Every year 92 million tonnes of textile waste is discarded globally, and more than 80% of this is sent to landfill or for incineration. Berlin startup Kleiderly are rescuing clothes from being buried or burned, and turning them into a brand new durable material that can replace plastics.
In doing so, they’re solving two problems at once: pollution created by textile waste – from methane in landfill, or air pollutants when clothes are burned – and the use of environmentally harmful oil-based plastics.
“The textile industry for me is very personal,” says Kleiderly’s founder, chemical engineer Alina Bassi. “I care about it because I love the industry. In 2018, I was on holiday in Tanzania and I saw firsthand where all of the clothes that we wear end up when we supposedly donate them, and how this affects the local infrastructure.
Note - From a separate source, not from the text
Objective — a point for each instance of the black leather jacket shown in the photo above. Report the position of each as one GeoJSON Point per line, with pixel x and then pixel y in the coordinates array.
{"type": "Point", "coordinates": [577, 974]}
As an engineer with a background in sustainability and life cycle analysis it did not make sense to me that we use so many natural resources and energy to produce fibres, produce them into clothing and ship them halfway around the world to then send them to landfill or incineration two years later. I thought there must be something else we can do about this.”
Kleiderly collect clothes that can no longer be donated for reuse, and mixed fabrics that wouldn’t otherwise be recycled. The textiles are then processed, transforming them into a completely new material that can be used in the same ways, and with the same machinery, as existing plastics. It’s extremely durable, and can be shaped to create anything from clothes hangers to furniture – and it’s recyclable multiple times after use.
It can be put to hundreds of uses, but Kleiderly are currently using their plastic-free material to create their collection of stylish, timeless, 100% recyclable and waste-free sunglasses. The collection is also, importantly, acetate-free – acetate is a dangerous pollutant with hazardous additives, often mixed with plastics to make frames at the cost of human health and the environment.
Alina adds, “I’d love to see the fashion industry make decisions to become truly sustainable. Whether that’s re-evaluating their supply chain, or using sustainable clothing hangers made by us at Kleiderly, taking a stand and setting an example is vital for the big players. We want to enable them to do so by helping to create a circular economy, whereby waste is given value and consumerism becomes more conscious.”
Kleiderly were finalists in 2020’s European Social Innovation Competition, organised by the European Commission, with the support of a consortium of organisations. The consortium is led by Nesta Challenges and includes Kennisland, Ashoka Spain, the European Network of Living Labs, and Scholz & Friends. ‘Reimagine Fashion: Changing behaviours for sustainable fashion’ calls on applicants to find new, creative ways to reduce the overall environmental footprint and improve the societal impact of the fashion market, so that we can bring the joy back into fashion, without the harm.